How ChatGPT is changing the hiring process, from HR to coders

The recent launch of Google‘s Bard brought another tech giant into the generative artificial intelligence space, alongside Microsoft‘s Bing chat and OpenAI’s ChatGPT.

But how many business leaders are currently using AI technology in their day-to-day operations or planning to?

Based on new research, a lot. Half of the companies ResumeBuilder interviewed in February reported using ChatGPT; 30% said they planned to. The data included 1,000 responses from ResumeBuilder’s network of business leaders.

Stacie Haller, chief career advisor at ResumeBuilder, said data could be the tip of the iceberg. Since the survey was completed, more professionals have started using generative AI.

Age and the economy influence the use of AI

Haller said age and the current state of the economy influenced the results. For example, 85% of respondents were under the age of 44 and younger workers are more likely to adopt new technologies.

“If you’re 38 or 40, you grew up with technology in your hands,” she said. “It’s second nature to you.”

Haller said the high adoption rate was also tied to the post-pandemic job market. After scaling up during the pandemic, businesses are adapting to a new economy through automation, she said.

“We first saw ChatGPT replace jobs in the HR department, with people writing job descriptions or responding to candidates,” Haller said. “I don’t know many people who enjoy writing job descriptions, and I’ve been in this world for a long time.”

ResumeBuilder collects hiring data to help candidates create cover letters and resumes during their search.

When companies automate writing tasks, it leaves money available for more strategic areas of the business. According to the data, half of companies implementing AI said they saved $50,000 and one-tenth of companies said they saved $100,000.

The other area where ChatGPT has an impact is coding. Haller said companies are using generative AI to speed up coding tasks and using the time and money they save to retrain and hire.
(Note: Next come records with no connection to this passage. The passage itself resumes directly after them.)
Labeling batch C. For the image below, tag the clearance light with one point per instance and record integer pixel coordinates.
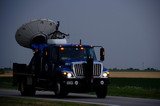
(82, 48)
(105, 74)
(61, 48)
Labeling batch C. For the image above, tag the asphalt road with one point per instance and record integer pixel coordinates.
(84, 98)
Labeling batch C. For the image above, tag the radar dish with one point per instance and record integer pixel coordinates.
(34, 31)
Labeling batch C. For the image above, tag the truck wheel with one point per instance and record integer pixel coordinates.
(102, 93)
(60, 90)
(26, 90)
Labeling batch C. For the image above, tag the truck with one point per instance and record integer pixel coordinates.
(56, 65)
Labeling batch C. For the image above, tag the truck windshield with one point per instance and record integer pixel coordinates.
(78, 53)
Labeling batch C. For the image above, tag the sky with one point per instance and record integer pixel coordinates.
(129, 30)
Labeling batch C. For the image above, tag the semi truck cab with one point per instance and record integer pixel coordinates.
(58, 66)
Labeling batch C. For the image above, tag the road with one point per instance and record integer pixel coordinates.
(85, 98)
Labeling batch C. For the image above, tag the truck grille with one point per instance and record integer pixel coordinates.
(79, 69)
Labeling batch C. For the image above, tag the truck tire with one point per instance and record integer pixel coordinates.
(102, 92)
(26, 90)
(60, 90)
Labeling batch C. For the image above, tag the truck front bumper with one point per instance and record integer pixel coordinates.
(83, 85)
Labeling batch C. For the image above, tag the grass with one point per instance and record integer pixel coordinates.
(131, 87)
(12, 101)
(6, 82)
(135, 87)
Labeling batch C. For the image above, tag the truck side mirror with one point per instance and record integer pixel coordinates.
(102, 54)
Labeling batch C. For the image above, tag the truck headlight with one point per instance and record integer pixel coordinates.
(105, 74)
(69, 75)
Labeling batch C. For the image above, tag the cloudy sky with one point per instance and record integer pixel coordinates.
(129, 30)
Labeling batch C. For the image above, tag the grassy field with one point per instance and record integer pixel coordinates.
(131, 87)
(135, 87)
(12, 101)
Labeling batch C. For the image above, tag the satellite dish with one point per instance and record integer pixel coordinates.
(36, 31)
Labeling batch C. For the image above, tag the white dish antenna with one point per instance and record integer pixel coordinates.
(35, 31)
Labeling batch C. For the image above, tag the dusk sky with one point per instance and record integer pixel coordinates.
(129, 30)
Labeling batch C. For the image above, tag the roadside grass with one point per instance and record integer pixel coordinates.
(135, 87)
(7, 83)
(12, 101)
(129, 87)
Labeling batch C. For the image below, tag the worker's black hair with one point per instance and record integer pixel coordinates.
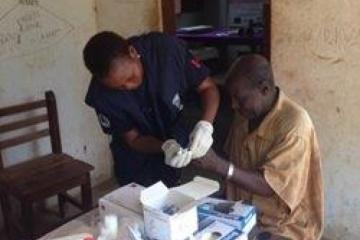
(254, 68)
(101, 50)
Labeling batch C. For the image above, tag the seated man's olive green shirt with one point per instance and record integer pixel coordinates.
(284, 149)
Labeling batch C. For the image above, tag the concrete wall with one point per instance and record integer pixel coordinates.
(129, 17)
(41, 48)
(315, 54)
(41, 44)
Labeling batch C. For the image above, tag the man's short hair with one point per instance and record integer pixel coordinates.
(254, 68)
(101, 50)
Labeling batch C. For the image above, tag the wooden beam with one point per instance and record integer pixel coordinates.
(22, 108)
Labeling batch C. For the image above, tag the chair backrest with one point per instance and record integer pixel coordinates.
(51, 116)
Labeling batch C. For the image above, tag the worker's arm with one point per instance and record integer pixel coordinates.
(251, 181)
(210, 99)
(141, 143)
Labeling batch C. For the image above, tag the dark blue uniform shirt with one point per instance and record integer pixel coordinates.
(170, 72)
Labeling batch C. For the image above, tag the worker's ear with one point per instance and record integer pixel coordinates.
(133, 53)
(264, 89)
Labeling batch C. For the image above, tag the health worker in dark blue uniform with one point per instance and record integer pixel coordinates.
(137, 90)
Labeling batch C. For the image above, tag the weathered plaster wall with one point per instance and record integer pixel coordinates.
(315, 54)
(41, 46)
(129, 17)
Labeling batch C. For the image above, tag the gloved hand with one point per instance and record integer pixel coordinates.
(175, 155)
(201, 139)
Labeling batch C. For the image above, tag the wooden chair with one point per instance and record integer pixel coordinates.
(40, 178)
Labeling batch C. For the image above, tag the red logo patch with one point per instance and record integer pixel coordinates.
(196, 62)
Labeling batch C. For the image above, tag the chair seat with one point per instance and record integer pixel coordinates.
(44, 176)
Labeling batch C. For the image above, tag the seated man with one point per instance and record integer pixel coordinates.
(274, 159)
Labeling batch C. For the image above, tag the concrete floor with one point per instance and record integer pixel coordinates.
(47, 218)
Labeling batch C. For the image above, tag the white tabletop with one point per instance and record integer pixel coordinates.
(86, 223)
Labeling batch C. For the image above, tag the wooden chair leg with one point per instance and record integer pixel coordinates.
(86, 196)
(6, 210)
(28, 225)
(61, 201)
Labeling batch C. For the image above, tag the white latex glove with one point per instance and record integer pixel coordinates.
(175, 155)
(201, 139)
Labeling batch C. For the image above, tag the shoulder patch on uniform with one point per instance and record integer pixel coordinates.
(196, 62)
(104, 121)
(177, 101)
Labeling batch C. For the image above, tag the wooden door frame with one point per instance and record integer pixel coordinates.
(169, 22)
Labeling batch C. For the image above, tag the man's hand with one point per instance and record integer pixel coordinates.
(175, 156)
(201, 139)
(211, 162)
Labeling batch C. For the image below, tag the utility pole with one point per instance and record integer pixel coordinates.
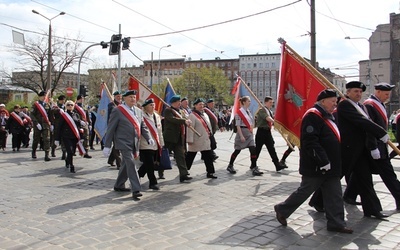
(312, 35)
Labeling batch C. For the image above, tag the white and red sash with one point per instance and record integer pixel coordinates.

“If they can generate enough code to reduce the labor cost, they can take their code budget and pay the developers,” she said. “Or better yet, retrain code writers to do the jobs they need to do.”

She said it’s still hard to find senior developers and every bit counts.

How coders are adding generative AI to their resume

CEO Praveen Ghanta founded Fraction, a professional services startup to help tech companies find senior developers, and said generative AI was part of his company’s strategy. AI as a skill set is already a resume stand out.

“We saw it first on the demand side,” Ghanta said. “Now we see it popping up on developer resumes as a skill.”

ResumeBuilder found that nine out of 10 companies surveyed were looking for potential employees with ChatGPT experience. A version of ChatGPT as a resume skill is what Ghanta called rapid engineering.

“For example, ChatGPT is bad at math,” he said, but candidates could rely on their rapid engineering experience to figure out which inputs produce the best generated results. “If you say, ‘Let’s do this step by step,’ in the prompt, his ability to solve math word problems skyrockets,” he said.

Ghanta said the idea for Fraction came when he was recruiting for a previous startup and found talent by hiring part-time developers already working at high-tech companies. He found that developers with 12 years of experience and AI skills still needed help pitching themselves in front of hiring managers.

“The motto du jour when it comes to hiring hasn’t changed, it’s a resume,” Ghanta said. “Hiring managers always want to see that piece of paper, a PDF, and a lot of developers have really bad resumes.”

They are not writers, he said, and struggle to clearly represent their work experience. His team uses an AI workflow to combat this. Clients tell a transcription bot like Otter.AI about their responsibilities, which ChatGPT summarizes in a job resume. With quick know-how, Ghanta said the use of AI has become a sought-after set of tools for businesses.

More recruiting companies using AI, expecting applicants to do so

With the right instructions, ChatGPT can write apps, create code, and solve complex math problems. Should employees worry about their work? Ghanta said that as a founder, he sees new technologies as tools to engage with, and new skills are always a benefit to employers or employees.

“I encourage developers to engage and hone their skills. These companies make it easy to use their APIs,” he said. “From a business perspective, adoption can be competitive because it’s a new skill. Not everyone is doing it yet.”

There are growing fears that generative AI will replace jobs, and perhaps not the most anticipated ones. A recent study found that while telemarketers top the list of jobs “at risk” to generative AI, roles such as professors and sociologists are also at risk.

On the hiring side, 82% of respondents said they used generative AI for hiring in a recent ResumeBuilder update. Of the respondents, 63% said candidates using ChatGPT were more qualified.

“When Photoshop came out, people thought it would replace everything and they couldn’t trust images anymore,” Haller said. “Since the Industrial Revolution, new technologies have changed the way we work. This is just the next step.”